An [abstract] is an extract from a register which records a previous action such as a formal declaration. The scribe may write some or all of these in red ink to indicate their status as abstracts. Some may be extracts from the property archive [28248 II-III CE, Arsinoite nome], from the register of [census] declarations [41695 138 CE, Karanis], or from the register of [epikrisis] declarations [11379 II CE, Arsinoite nome]. Unlike the register itself, these do not have a hypomnema opening, but simply open with the title of the register from which the abstract is taken e.g. ἐκ τόμου ἐπικρίσεων “from the register of epikriseis ”, along with the location of the entry e.g. [14014, l.6] σελίδ(ων) α “column 1”.
While abstracts contain much of the information found in a particular section of the register, a [summary] is a much more condensed version of the same information. These have been found only in reference to the epikrisis of veterans upon their discharge from the army. These are small slips of papyri with simply the name of the veteran, an official, and the date [20198 II CE; 20322 II CE, Oxyrhynchus].
Reports of official proceedings concern cases brought before the judicial courts or are reports of administrative meetings. In the Ptolemaic period these survive mostly as reports of legal cases brought before the chrematistai. They are preserved as copies on long horizontal rolls with several columns of writing [3562 119 BCE, Thebes], and repeat the specifics of the case in indirect speech. The official in charge of the report, the eisagogeus, appends his signature at the end, along with a validation in the passive voice, ἀνέγνωσται “it has been read over” [3510 136/83 BCE, Memphis].
These reports differ from their Ptolemaic counterparts in that the cases presented were recorded in direct speech, as they proceeded, possibly by way of shorthand. The transcript was recorded in the journal of the presiding official, a copy sent to the public archive, and another copy publicly displayed. From the journal entry, abstracts could be provided and this is the source of most of the evidence for these documents. These may be embedded within the texts of other documents e.g. [10732, l.131-146, 114-115 CE, Arsinoite nome], and open with the date, title and name of the presiding official, the place of the hearing, and the parties involved. The narrative of the case as it unfolded is then repeated. A final decision may be delivered. At the end of the transcript, an official signs ἀνέγνων “I have read over” [8929 II CE, Soknopaiou Nesos].
These copies of reports are preserved on long horizontal rolls sometimes with several columns of writing, and these columns may be numbered [20506 c. 186 CE, Oxyrhynchus].

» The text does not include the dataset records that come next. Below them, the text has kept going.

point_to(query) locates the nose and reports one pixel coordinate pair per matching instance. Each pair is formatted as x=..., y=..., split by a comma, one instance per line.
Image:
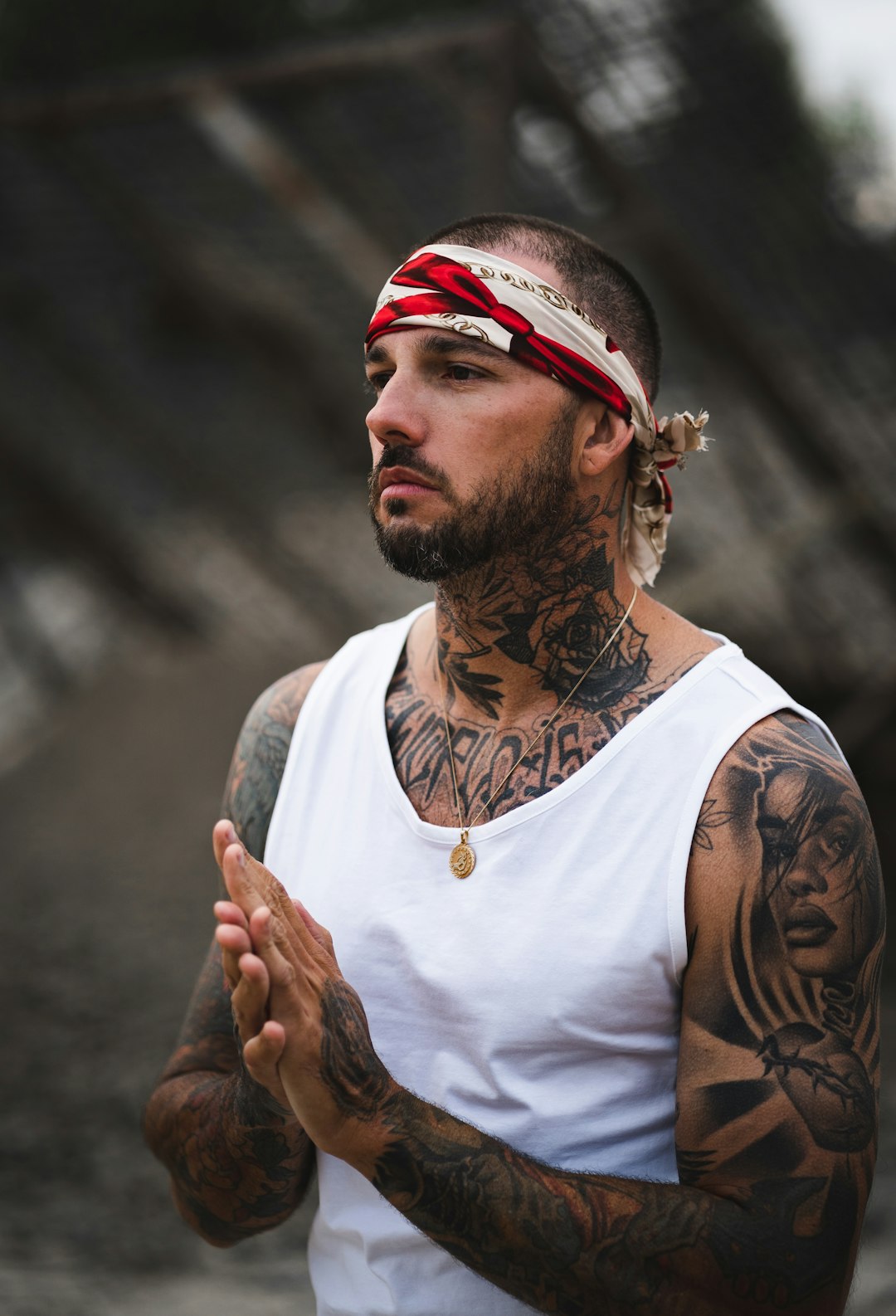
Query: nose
x=397, y=416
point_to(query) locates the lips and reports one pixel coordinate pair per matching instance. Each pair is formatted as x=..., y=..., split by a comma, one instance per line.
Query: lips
x=808, y=925
x=402, y=482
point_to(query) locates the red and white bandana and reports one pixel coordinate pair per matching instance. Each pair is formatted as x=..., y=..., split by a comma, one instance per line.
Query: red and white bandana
x=487, y=298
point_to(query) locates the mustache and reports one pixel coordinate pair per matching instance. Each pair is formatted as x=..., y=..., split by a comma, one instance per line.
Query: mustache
x=412, y=461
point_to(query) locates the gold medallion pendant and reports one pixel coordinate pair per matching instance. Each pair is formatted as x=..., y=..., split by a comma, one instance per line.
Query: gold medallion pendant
x=462, y=860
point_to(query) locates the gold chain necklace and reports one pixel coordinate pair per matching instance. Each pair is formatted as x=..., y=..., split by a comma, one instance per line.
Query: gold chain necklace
x=462, y=860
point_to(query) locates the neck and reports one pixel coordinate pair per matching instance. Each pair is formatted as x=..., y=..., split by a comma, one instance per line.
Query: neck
x=518, y=633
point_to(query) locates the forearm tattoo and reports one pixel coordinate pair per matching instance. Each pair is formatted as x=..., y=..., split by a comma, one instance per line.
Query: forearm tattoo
x=238, y=1162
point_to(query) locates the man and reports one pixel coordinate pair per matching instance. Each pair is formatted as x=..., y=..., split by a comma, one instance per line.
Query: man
x=603, y=1031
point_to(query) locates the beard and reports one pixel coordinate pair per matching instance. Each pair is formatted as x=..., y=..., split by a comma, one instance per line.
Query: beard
x=503, y=514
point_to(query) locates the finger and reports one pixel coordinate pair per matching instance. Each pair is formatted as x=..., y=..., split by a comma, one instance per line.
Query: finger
x=242, y=883
x=317, y=931
x=222, y=835
x=233, y=940
x=283, y=958
x=261, y=1057
x=251, y=997
x=233, y=943
x=225, y=911
x=251, y=886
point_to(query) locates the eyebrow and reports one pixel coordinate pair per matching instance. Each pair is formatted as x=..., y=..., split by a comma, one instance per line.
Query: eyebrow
x=441, y=345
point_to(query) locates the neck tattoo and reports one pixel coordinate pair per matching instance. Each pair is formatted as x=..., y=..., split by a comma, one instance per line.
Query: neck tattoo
x=462, y=860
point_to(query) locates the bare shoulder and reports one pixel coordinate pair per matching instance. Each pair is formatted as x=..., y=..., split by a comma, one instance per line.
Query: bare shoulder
x=261, y=754
x=781, y=786
x=779, y=1055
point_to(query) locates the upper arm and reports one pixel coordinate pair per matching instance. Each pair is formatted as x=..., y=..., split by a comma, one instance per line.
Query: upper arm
x=779, y=1068
x=206, y=1040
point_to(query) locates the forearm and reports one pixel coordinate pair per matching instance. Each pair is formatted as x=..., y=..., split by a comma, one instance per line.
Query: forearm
x=581, y=1242
x=237, y=1166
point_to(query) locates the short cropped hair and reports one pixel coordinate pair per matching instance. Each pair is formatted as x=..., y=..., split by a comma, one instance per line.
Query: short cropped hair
x=594, y=280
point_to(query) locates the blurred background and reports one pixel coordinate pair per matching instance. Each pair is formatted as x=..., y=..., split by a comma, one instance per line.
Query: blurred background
x=199, y=203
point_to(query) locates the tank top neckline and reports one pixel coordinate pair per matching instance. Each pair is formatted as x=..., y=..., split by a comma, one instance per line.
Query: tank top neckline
x=395, y=636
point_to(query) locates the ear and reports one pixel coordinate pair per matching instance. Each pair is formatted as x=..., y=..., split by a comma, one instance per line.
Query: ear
x=606, y=436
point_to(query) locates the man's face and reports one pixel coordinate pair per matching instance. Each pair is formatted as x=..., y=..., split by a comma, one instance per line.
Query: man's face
x=473, y=451
x=457, y=485
x=815, y=871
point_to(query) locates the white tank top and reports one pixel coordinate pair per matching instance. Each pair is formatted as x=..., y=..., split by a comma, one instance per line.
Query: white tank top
x=540, y=997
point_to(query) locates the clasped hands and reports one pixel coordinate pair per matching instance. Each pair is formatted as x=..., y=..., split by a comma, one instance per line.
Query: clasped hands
x=303, y=1028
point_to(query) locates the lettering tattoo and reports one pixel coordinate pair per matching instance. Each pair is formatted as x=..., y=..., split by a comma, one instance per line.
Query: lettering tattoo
x=543, y=619
x=238, y=1162
x=778, y=1082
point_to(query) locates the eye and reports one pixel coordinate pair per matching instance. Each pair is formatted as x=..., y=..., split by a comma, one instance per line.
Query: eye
x=462, y=374
x=377, y=383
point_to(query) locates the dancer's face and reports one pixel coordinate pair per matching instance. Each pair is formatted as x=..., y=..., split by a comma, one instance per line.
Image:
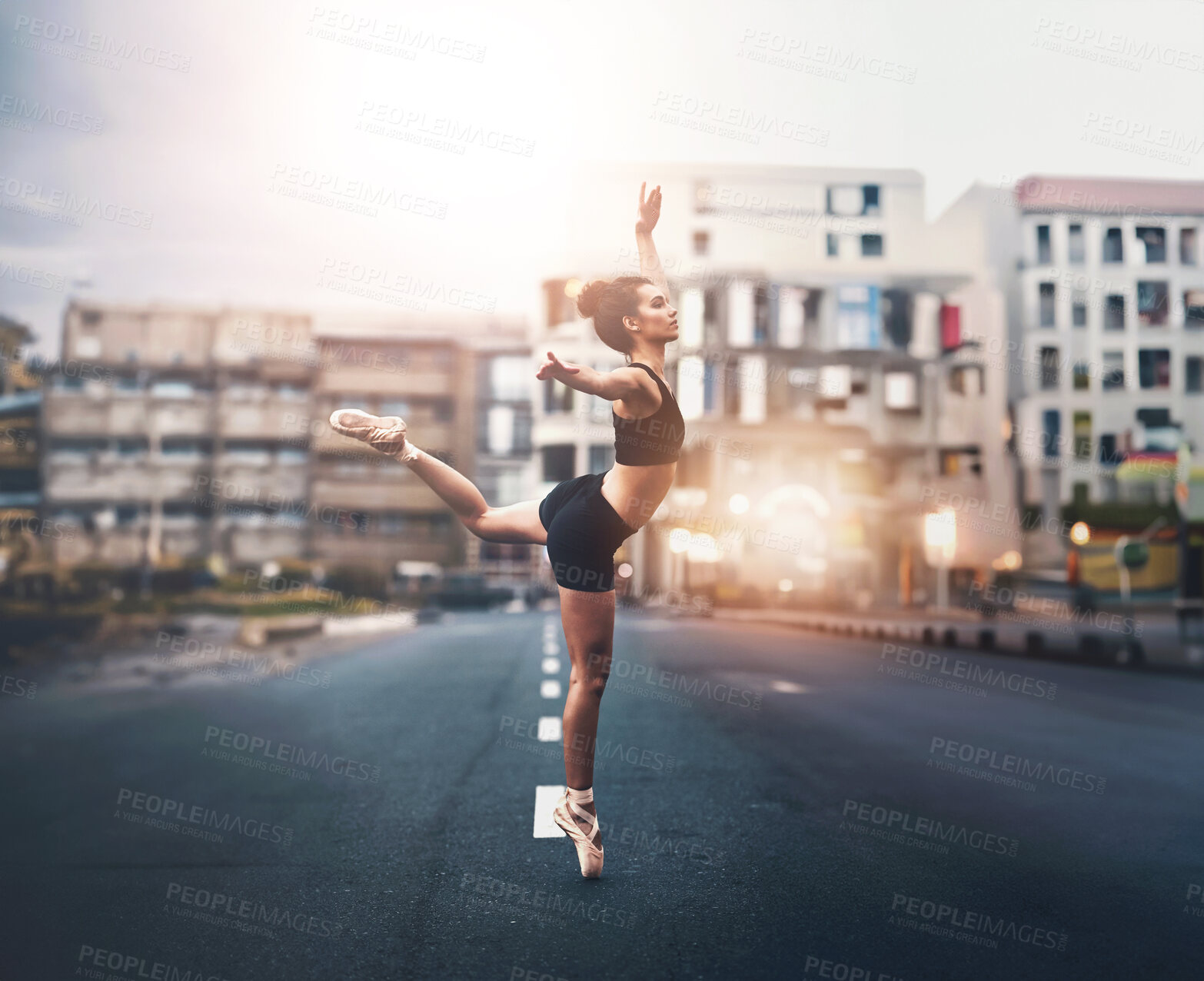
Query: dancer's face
x=657, y=319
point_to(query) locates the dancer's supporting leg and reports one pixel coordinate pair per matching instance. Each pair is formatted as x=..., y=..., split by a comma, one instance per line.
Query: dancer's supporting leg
x=587, y=620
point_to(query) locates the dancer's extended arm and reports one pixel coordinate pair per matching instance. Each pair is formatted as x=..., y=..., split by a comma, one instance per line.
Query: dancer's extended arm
x=647, y=217
x=621, y=383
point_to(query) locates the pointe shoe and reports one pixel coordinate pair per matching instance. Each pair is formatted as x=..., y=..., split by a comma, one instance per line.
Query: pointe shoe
x=587, y=855
x=382, y=432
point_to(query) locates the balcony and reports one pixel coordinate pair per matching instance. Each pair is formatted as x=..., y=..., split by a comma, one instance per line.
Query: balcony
x=108, y=413
x=106, y=477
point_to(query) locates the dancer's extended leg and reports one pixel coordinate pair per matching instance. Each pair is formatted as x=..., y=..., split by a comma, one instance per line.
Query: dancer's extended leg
x=514, y=523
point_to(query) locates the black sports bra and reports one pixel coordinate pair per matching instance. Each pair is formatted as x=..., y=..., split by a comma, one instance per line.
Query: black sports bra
x=654, y=438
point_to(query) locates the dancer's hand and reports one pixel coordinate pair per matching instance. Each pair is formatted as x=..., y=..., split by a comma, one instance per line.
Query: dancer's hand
x=649, y=211
x=557, y=368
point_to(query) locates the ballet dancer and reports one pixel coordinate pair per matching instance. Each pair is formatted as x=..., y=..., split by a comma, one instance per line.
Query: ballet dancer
x=582, y=520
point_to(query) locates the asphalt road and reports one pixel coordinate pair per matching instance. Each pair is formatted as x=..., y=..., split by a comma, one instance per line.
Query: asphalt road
x=776, y=804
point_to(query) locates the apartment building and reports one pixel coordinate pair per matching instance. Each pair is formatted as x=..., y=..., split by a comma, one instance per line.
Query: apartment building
x=1112, y=293
x=22, y=537
x=823, y=374
x=460, y=387
x=165, y=434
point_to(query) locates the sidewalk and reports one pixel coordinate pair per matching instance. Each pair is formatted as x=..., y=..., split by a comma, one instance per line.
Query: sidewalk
x=1148, y=640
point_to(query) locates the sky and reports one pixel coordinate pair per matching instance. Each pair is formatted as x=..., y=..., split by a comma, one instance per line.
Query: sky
x=437, y=138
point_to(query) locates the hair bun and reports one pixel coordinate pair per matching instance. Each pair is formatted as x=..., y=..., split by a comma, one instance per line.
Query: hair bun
x=590, y=296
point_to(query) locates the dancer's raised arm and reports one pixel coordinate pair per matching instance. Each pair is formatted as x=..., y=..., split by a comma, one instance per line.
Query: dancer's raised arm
x=646, y=221
x=621, y=383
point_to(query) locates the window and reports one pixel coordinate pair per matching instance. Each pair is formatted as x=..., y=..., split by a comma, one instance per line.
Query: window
x=1046, y=304
x=510, y=378
x=1083, y=434
x=1193, y=374
x=902, y=391
x=557, y=396
x=1049, y=368
x=1114, y=312
x=1154, y=367
x=1113, y=377
x=1155, y=244
x=1114, y=248
x=1076, y=253
x=1051, y=427
x=601, y=457
x=557, y=461
x=851, y=200
x=1193, y=310
x=1079, y=310
x=1151, y=304
x=1187, y=247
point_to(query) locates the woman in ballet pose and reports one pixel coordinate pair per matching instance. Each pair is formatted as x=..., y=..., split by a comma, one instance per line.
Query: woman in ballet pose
x=582, y=520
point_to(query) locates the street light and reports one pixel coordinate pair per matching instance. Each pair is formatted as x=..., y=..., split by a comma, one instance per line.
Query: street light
x=940, y=546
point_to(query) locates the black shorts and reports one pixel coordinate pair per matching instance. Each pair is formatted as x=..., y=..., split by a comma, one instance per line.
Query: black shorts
x=584, y=531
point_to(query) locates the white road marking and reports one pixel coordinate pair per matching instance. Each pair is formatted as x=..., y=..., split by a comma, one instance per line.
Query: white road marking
x=544, y=804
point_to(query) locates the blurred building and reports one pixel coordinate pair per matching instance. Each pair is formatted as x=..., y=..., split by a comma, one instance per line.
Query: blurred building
x=177, y=434
x=21, y=496
x=463, y=391
x=166, y=434
x=1112, y=351
x=823, y=368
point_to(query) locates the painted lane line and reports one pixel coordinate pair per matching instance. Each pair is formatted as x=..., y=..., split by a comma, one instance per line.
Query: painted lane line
x=546, y=798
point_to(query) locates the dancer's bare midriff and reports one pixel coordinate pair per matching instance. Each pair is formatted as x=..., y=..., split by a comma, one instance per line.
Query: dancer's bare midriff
x=635, y=493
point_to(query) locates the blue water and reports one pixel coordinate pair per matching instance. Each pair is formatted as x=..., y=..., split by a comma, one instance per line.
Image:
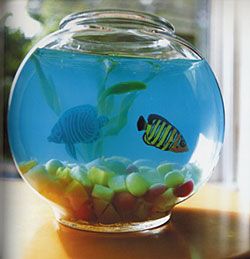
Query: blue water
x=185, y=92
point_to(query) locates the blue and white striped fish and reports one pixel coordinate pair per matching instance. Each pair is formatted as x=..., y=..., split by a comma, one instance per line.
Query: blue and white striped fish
x=161, y=134
x=79, y=124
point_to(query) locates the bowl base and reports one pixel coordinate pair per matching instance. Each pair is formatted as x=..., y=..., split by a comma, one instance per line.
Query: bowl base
x=115, y=228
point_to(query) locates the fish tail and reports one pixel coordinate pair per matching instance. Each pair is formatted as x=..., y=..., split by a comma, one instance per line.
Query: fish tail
x=141, y=123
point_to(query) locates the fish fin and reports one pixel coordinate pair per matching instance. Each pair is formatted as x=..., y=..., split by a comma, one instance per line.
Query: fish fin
x=70, y=148
x=153, y=117
x=141, y=123
x=145, y=139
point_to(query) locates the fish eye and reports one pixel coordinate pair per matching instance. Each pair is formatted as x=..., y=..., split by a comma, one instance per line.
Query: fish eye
x=182, y=143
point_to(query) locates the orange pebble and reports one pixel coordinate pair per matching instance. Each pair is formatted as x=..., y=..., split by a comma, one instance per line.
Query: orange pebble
x=124, y=201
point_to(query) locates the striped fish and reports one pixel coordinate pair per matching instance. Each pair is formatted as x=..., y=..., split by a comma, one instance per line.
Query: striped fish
x=161, y=134
x=79, y=124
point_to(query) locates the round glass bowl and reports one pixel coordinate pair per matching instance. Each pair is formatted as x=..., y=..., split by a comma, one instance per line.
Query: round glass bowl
x=114, y=119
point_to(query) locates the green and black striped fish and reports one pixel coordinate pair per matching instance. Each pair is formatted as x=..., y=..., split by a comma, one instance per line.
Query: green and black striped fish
x=161, y=134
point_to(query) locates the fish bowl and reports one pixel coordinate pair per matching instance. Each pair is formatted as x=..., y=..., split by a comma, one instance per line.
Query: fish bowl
x=113, y=119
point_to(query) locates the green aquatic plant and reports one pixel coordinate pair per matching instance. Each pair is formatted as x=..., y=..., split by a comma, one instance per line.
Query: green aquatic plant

A reply (ἀπόκριμα) is delivered orally to an individual – or a representative – who has appeared before the emperor with a formal petition; a subscription (subscriptio, ὑπογραφή) is the written form given to this reply. This written reply is to be found at the end of the original petition, and both petition and reply may then be publicly displayed. Only copies made on the basis of the public posting survive. The subscription opens with the emperor’s name, the name of the petitioner or representative, and is followed by a verbatim report of the emperor’s decision, and an order that the decision be publicly posted προετέθη “let it be displayed” [20201 II CE, Alexandria; 22552 II CE, Oxyrhynchus].